Telstra says it has successfully conducted a live “5G” data call using a commercial chipset on the telco’s wireless network. Australia’s largest network operator made a 3GPP Release 15 (not 5G according to 3GPP) compliant data call using its 3.5GHz spectrum, Ericsson’s latest 5G network software and Qualcomm’s commercial 5G Snapdragon chipset in a form factor device.
The operator also said it turned on two 5G-enabled base stations in the state of Tasmania. In August it switched on its first 5G-compatible cell sites to enable testing of pre-commercial devices, with aims to deploy more than 200 sites across Australia by the year-end. Telstra plans a commercial 5G launch in 2019 and is engaged in various trials at its 5G Innovation Centre in Australia’s Gold Coast (see pic below), which it opened in February. That Centre, supported by Ericsson, has since been home to several world and Australian firsts including the world’s first precinct of 5G-enabled WiFi hotspots, Australia’s first 5G Connected Car, the world’s first end-to-end 5G non-standalone data call on a commercial mobile network, and the launch of over 50 5G-enabled sites around the country.
Although the form factor device used for the so called “5G” test is larger than most mobile handsets, it bears a far closer resemblance to a commercially available smartphone than the 200kg, fridge-like prototype 5G device that Telstra was employing for tests just a few months ago.
“Today’s announcement is a significant milestone as it signals that commercial 5G devices are getting closer and closer,” he added.

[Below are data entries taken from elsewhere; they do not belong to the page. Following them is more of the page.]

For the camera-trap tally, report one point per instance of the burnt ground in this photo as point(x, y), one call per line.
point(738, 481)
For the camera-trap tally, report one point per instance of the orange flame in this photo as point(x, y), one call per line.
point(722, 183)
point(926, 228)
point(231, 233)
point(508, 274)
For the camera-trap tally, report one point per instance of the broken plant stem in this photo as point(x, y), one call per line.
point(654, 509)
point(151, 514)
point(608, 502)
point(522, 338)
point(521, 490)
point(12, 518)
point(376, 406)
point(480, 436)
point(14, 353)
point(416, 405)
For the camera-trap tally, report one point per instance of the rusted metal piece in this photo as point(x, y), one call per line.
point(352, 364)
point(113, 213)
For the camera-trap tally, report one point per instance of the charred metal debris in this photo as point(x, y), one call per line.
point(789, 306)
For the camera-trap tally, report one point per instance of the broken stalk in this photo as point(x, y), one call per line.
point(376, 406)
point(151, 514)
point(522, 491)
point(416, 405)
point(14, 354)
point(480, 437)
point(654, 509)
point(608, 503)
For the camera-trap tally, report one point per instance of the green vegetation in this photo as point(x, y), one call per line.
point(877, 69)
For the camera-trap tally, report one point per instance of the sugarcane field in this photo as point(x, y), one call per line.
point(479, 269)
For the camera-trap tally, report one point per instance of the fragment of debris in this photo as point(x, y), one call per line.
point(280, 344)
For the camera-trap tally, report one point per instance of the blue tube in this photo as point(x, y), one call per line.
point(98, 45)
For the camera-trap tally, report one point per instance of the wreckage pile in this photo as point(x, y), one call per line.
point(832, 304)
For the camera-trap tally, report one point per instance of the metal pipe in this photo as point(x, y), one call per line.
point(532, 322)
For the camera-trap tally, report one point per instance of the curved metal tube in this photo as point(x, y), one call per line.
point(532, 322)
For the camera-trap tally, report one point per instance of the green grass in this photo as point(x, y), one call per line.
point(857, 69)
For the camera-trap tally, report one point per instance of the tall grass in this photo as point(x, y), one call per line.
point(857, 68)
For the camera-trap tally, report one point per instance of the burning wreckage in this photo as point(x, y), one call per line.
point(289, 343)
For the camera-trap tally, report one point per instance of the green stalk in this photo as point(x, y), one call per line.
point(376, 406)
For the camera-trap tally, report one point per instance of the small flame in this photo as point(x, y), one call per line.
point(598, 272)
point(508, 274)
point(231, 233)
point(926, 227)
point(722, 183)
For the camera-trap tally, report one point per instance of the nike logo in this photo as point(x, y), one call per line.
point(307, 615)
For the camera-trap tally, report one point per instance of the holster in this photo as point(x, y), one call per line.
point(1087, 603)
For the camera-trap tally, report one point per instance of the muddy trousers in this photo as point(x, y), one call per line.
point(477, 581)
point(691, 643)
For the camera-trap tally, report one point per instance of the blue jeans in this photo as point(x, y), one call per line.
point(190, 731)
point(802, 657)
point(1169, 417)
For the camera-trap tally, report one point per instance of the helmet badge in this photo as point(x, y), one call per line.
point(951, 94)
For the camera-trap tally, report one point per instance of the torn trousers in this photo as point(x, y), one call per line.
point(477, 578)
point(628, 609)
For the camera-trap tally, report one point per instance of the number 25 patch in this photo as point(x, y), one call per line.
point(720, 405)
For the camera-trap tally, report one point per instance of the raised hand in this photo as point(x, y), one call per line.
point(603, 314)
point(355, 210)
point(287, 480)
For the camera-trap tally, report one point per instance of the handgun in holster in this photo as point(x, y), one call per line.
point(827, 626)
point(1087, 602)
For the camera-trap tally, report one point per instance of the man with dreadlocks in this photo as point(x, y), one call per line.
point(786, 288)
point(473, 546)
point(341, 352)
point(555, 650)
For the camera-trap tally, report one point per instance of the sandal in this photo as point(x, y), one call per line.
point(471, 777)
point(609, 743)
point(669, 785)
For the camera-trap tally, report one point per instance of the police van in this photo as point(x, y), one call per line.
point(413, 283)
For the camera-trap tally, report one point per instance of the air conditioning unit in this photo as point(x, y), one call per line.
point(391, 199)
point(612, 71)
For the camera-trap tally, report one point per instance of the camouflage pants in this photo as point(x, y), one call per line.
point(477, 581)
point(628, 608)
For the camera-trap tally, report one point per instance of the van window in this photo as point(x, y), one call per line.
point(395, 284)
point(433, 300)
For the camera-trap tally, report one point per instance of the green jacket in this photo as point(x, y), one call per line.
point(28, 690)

“Field testing in our real-world mobile network with this chipset over our commercial spectrum moves the verification well and truly from the lab into the street,” Seneviratne said. “The team will continue testing over the coming months to improve data rates and overall performance in readiness for device availability.”
Telstra’s chief executive, Andy Penn, has said that he expects the transition from 4G to 5G to be even swifter than the migration from 3G to 4G.
In July this year Telstra said that it had successfully conducted a 5G data call over its network using Intel’s 5G Mobile Trial Platform. In August the company announced that it had started progressively declaring its mobile sites ‘5G-ready’ — a move that rival telco Optus dismissed as a marketing stunt.
The Australian Communication and Media Authority is currently auctioning off spectrum in the 3.6GHz band, which will play a key role in early 5G services.